Palladium hit a high of $1,022.70 on Thursday, just
off a 16-year high from last week, while platinum hit a
low of $887.50 per ounce, putting it on track for its biggest
weekly loss in nine months.
The platinum discount widened to around $120 on Thursday,
the steepest since April 2001, according to Reuters data going
back to 1985.
"Palladium is powering on with the demand for more
vehicles," said George Gero, managing director of RBC Wealth
Management in New York.
"There's more need for palladium, which cannot be reclaimed
as easily or as often from junked automobiles as platinum."
Both platinum and palladium are used in catalytic converters
in car exhaust systems. However, palladium is in higher demand
in the United States and the Caribbean, particularly lately, as
consumers replace vehicles damaged in recent storms, Gero said.

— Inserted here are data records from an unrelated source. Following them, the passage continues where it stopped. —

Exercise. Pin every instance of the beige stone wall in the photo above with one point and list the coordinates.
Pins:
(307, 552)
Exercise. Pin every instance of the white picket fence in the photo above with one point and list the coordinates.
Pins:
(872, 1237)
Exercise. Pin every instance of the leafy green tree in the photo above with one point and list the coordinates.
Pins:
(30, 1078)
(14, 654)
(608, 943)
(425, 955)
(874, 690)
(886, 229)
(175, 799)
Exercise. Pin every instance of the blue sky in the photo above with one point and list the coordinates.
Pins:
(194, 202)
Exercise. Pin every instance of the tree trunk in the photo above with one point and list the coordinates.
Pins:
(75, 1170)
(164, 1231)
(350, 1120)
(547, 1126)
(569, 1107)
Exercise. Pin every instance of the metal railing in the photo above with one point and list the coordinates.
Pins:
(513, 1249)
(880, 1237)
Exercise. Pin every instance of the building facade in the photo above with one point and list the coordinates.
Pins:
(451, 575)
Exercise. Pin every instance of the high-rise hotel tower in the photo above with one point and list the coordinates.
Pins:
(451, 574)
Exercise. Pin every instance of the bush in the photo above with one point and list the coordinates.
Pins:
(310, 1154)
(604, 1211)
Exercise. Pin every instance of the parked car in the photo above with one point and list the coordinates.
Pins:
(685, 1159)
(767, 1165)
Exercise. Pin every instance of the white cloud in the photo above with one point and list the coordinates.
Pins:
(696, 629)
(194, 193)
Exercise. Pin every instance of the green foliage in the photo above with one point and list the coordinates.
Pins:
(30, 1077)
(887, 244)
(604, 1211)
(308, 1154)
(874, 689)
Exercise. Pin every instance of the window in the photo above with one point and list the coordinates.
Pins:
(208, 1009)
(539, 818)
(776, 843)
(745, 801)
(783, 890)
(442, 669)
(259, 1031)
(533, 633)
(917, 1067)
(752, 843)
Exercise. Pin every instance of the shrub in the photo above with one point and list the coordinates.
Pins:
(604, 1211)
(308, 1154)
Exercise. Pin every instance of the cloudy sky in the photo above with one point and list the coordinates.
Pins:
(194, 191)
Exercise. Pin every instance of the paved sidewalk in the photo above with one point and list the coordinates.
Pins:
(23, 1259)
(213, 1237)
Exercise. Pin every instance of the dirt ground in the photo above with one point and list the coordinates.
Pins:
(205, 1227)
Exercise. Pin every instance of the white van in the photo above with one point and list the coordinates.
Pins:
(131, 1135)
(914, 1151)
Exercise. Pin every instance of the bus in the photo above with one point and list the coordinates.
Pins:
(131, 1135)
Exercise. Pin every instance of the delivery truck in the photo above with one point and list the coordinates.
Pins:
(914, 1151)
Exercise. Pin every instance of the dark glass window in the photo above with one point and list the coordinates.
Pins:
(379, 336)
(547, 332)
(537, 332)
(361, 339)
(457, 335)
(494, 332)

U.S. automakers said vehicle sales rose 1.3 percent for
November versus the year prior, while China, the world's largest
auto market, saw a 2 percent rise in auto sales in October
compared with the year prior.
Platinum is more heavily used in diesel vehicles that have
fallen out of favor since the Volkswagen AG
emissions-rigging scandal of 2015.
Palladium has traded at a discount to platinum for most of
the last 16 years. Their fortunes have reversed, however, and
prices crossed in September for the first time since 2001. On
Nov. 28, palladium touched $1,028.70 per ounce, its highest
since February 2001.
"Platinum is trading on the correlation to gold and has gone
through a couple of key technical levels," said Ryan McKay,
commodity strategist at TD Securities in Toronto.
Gold broke through its recent trading range this week after
slipping below its 200-day moving average. Since mid-October,
prices had stayed between $1,265 and $1,300 an ounce as
investors poured money into the stock market, which hit a series
of record highs.
TD Securities, Citi Research and ABN Amro predict a comeback
for platinum in 2018 on industrial demand and as automakers may
substitute palladium for platinum in gasoline engines.